When clinically necessary, patients can switch from intravenous treatment to oral tablets to complete the entire course of treatment.

2. Dose adjustment in patients with hepatic impairment

Oral tablets: Studies have not been conducted in patients with moderate (Child-Pugh Class B) or severe (Child-Pugh Class C) hepatic impairment, so use is not recommended for such patients.

3. How to take the medicine

The tablets should be taken on an empty stomach at least 1 hour before a meal or at least 2 hours after a meal. The whole tablet should be taken with enough water (about 180-240mL) and should not be crushed or broken.

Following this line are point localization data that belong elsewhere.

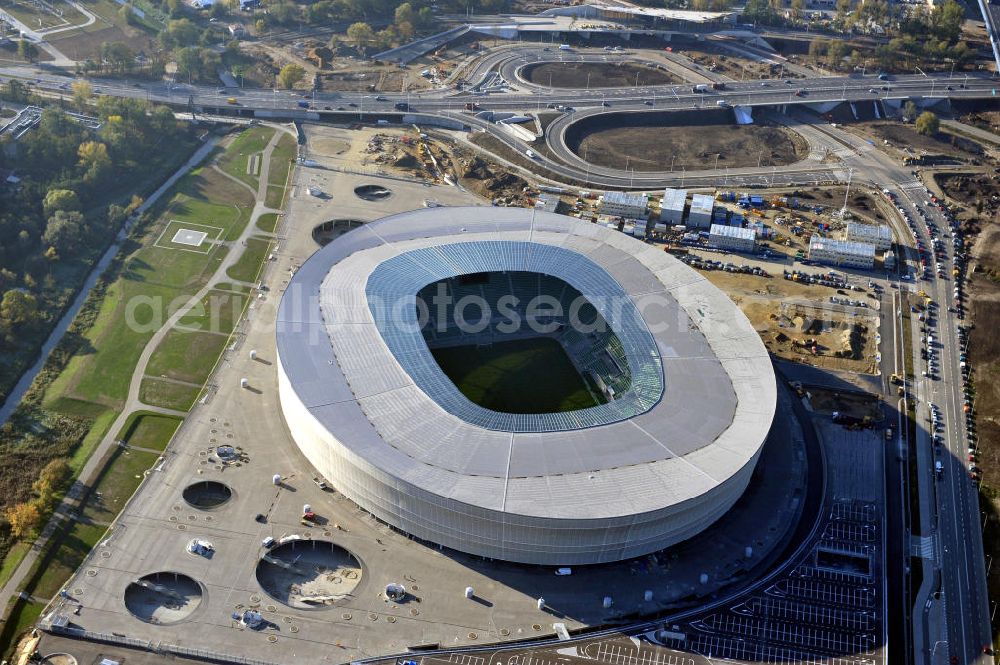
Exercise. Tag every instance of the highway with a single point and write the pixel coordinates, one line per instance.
(958, 527)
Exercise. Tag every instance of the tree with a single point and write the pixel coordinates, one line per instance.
(60, 199)
(946, 21)
(928, 123)
(126, 14)
(27, 50)
(290, 74)
(24, 519)
(818, 47)
(835, 53)
(82, 92)
(18, 306)
(118, 56)
(94, 158)
(362, 35)
(64, 231)
(404, 14)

4. Treatment of missed doses

If you miss a dose, you should take it as soon as possible; but if the next dose is less than 8 hours away, you should skip the missed dose and take the next dose directly as planned. Do not double the dose.

Xenleta Pharmacokinetics

1. Absorption

The average bioavailability of oral tablets is approximately 25%. A high-fat diet will significantly reduce its absorption, so it needs to be taken on an empty stomach. The peak blood concentration is reached approximately 0.88 to 2 hours after taking the drug.

2. Distribution

Lefamoren has a high binding rate to human plasma proteins (94.8%-97.1%) and a large distribution volume (about 86.1L), indicating that it is widely distributed in tissues in the body. Studies have shown that its concentration in the lung epithelial lining fluid is significantly higher than unbound plasma drug concentrations.

3. Metabolism

Lefamoren is mainly metabolized by the CYP3A4 enzyme in the liver cytochrome P450 system.

4. Excretion

After administration, the drug is mainly excreted through feces (about 77.3%) and partially through urine (about 15.5%). Its average elimination half-life is about 8 hours.

Lefamoren tablets themselves will also increase the plasma concentration of certain drugs metabolized by CYP3A4, and it is prohibited to be used in combination with CYP3A4 substrates (such as pimozide) that can prolong the QT interval.